There are signs that the People's Bank of China has started guiding the yuan lower before the Federal Reserve acts next week, according to Bloomberg Intelligence economists Tom Orlik and Fielding Chen.
The authorities are conducting a ''stress test'' in the currency market before the Fed moves, Zhou Hao, a Singapore-based senior economist at Commerzbank AG, said in an interview on Tuesday.
The PBOC reduced the yuan's fixing, which limits onshore moves to 2 per cent on either side, by 0.1 per cent to 6.4140 a dollar, the weakest since August 2011. The spot rate dropped 0.17 per cent to close at 6.4280 in Shanghai, taking its decline to 0.5 per cent since the International Monetary Fund decided to admit the currency into the Special Drawing Rights basket. The yuan closed at a four-year low on Wednesday.
''We are moving to the next phase after the SDR inclusion as they are gradually stepping back and allowing a gradual depreciation,'' Eddie Cheung, a Hong Kong-based currency strategist at Standard Chartered Plc, told Bloomberg. ''The yuan is becoming more sensitive to the dollar and market forces."
A Bloomberg gauge of emerging-market currencies dropped to a record low on Tuesday on concern a Fed rate increase will spur capital outflows. Traders place an 80 per cent probability that the Federal Reserve will raise rates next week for the first time since June 2006.
A further weakening of the yuan's reference rate beyond 6.4085 a dollar could quickly lead to herd mentality and catalyse expectations for more depreciation, Jason Daw, Singapore-based head of Asian foreign-exchange strategy at Societe Generale SA, wrote in a note on Tuesday.
China surprised global markets on 11 August by cutting the yuan's reference rate by 1.86 per cent, which sent the currency into its steepest tumble in two decades and prompted the central bank to sell dollars to support its exchange rates at home and abroad. The PBOC also revamped its fixing mechanism, saying it was giving market forces greater sway.
The offshore yuan traded in Hong Kong's free market slipped 0.04 per cent to 6.4972 a dollar as of 4:43 pm Wednesday local time. That takes a three-day loss to 0.8 per cent, the most since August. The currency's 12-month non-deliverable forwards fell 0.03 per cent to 6.6980.

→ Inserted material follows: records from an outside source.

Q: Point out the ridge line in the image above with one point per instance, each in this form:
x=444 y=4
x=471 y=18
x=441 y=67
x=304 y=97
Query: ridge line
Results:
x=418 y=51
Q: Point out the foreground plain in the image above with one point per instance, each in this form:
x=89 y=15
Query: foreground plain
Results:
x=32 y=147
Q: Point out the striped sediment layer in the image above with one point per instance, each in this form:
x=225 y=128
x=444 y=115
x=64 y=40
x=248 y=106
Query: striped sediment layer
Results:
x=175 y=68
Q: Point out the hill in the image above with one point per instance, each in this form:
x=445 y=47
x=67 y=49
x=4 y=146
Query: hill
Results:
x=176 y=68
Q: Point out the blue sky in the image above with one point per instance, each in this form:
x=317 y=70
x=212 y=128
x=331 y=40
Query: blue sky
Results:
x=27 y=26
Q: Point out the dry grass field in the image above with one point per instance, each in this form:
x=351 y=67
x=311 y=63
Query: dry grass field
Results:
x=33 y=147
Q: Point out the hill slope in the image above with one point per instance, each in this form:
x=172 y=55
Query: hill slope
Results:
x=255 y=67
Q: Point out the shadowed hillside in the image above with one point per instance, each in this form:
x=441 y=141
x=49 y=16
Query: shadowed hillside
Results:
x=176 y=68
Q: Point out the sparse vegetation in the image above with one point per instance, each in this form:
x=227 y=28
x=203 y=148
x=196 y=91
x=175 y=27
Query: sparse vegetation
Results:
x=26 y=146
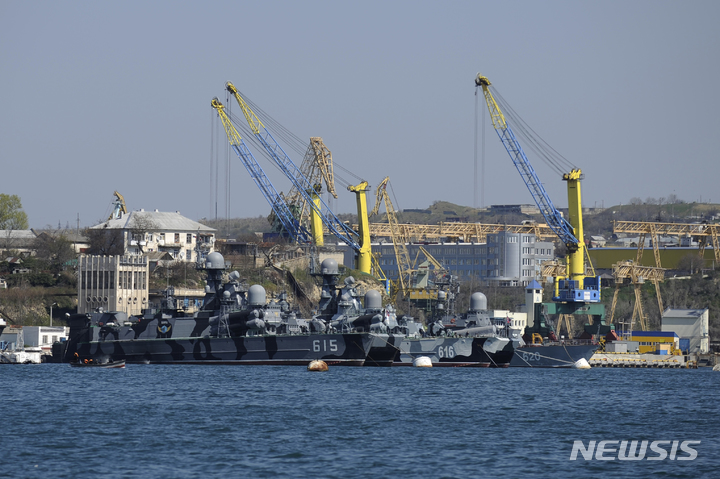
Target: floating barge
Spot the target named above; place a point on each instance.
(636, 360)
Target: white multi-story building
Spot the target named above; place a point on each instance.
(114, 283)
(146, 232)
(506, 259)
(691, 325)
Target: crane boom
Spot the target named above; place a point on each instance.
(293, 173)
(402, 257)
(278, 205)
(579, 288)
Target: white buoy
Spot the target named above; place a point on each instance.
(422, 362)
(581, 364)
(317, 365)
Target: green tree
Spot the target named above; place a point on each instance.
(12, 217)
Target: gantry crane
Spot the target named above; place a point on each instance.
(576, 291)
(637, 275)
(119, 208)
(291, 225)
(467, 231)
(334, 225)
(643, 228)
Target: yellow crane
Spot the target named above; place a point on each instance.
(643, 228)
(467, 231)
(119, 208)
(402, 257)
(317, 167)
(637, 275)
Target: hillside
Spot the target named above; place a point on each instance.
(596, 221)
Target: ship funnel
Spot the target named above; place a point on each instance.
(329, 266)
(256, 295)
(215, 261)
(478, 302)
(373, 300)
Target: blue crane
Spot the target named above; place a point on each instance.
(578, 288)
(334, 225)
(292, 226)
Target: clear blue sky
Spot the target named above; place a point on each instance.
(104, 96)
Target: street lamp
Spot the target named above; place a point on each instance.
(54, 304)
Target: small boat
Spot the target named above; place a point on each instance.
(92, 364)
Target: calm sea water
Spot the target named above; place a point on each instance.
(268, 421)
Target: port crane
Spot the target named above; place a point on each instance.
(279, 207)
(705, 233)
(577, 288)
(306, 189)
(575, 293)
(467, 231)
(119, 208)
(402, 257)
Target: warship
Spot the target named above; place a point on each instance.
(237, 325)
(540, 347)
(473, 339)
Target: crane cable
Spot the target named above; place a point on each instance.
(546, 153)
(290, 139)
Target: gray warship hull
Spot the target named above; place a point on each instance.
(556, 355)
(171, 341)
(456, 352)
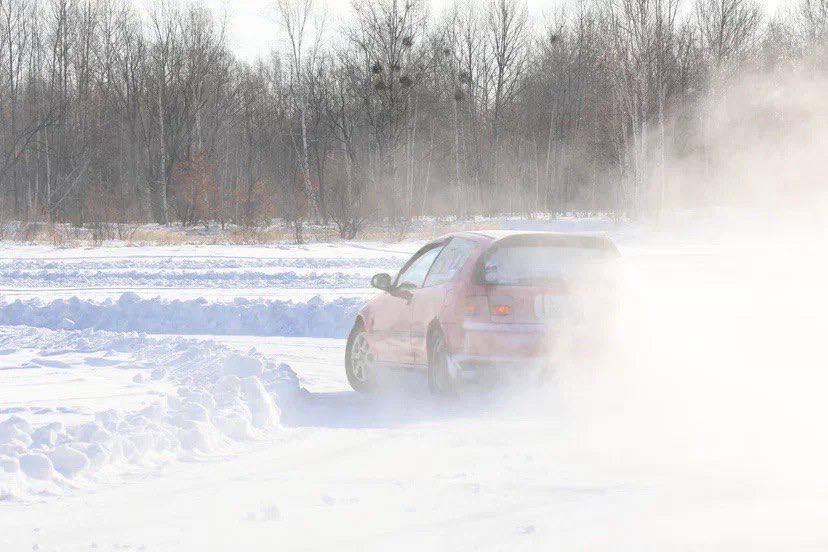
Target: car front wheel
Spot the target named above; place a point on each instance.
(359, 361)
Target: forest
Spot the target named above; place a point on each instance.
(114, 114)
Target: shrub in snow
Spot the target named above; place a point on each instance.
(37, 466)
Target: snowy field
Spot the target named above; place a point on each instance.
(193, 398)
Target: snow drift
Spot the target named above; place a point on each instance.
(215, 397)
(313, 318)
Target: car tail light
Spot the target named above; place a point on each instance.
(501, 310)
(501, 307)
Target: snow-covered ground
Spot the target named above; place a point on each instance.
(228, 424)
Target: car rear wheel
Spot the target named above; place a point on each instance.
(359, 361)
(441, 381)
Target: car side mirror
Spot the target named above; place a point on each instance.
(381, 281)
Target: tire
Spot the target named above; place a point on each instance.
(358, 359)
(440, 380)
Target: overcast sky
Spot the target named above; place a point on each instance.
(253, 30)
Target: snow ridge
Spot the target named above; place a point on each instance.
(313, 318)
(215, 397)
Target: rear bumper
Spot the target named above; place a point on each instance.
(473, 367)
(483, 344)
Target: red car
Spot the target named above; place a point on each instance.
(473, 304)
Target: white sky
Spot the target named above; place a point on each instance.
(253, 30)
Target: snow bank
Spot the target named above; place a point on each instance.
(314, 318)
(217, 397)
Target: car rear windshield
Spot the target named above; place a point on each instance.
(537, 260)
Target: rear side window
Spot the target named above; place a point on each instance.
(450, 262)
(538, 260)
(413, 276)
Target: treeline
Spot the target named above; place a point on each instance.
(113, 114)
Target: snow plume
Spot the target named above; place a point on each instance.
(209, 398)
(719, 375)
(757, 141)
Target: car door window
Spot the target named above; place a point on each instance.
(450, 261)
(413, 276)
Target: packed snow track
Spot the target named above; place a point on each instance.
(169, 399)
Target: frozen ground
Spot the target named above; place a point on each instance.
(705, 433)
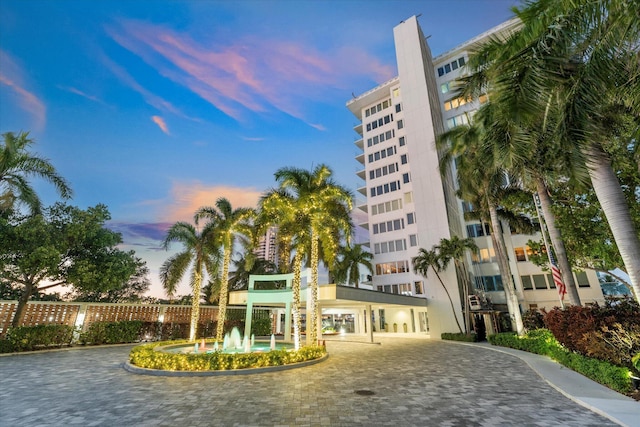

''We suspect that the PBOC has either refrained or reduced their intervention activities in the currency market,'' Roy Teo, a senior foreign-exchange strategist at ABN Amro Bank NV in Singapore, wrote in a note on Wednesday. ''We do not think that there is a change in the central bank's exchange rate policy. We expect the divergence between the offshore and onshore yuan to narrow in the coming weeks."
China's exports shrank 6.8 per cent in November in dollar terms from a year earlier, the customs administration said on Tuesday. That compares with the median forecast of a 5 per cent decline in a survey of economists. Imports fell for a record 13th straight month, leaving a trade surplus of $54.1 billion. Foreign-exchange reserves declined $87 billion, more than double the estimated $33 billion drop, as the PBOC sold dollars to prop up the yuan before the IMF's 30 November decision.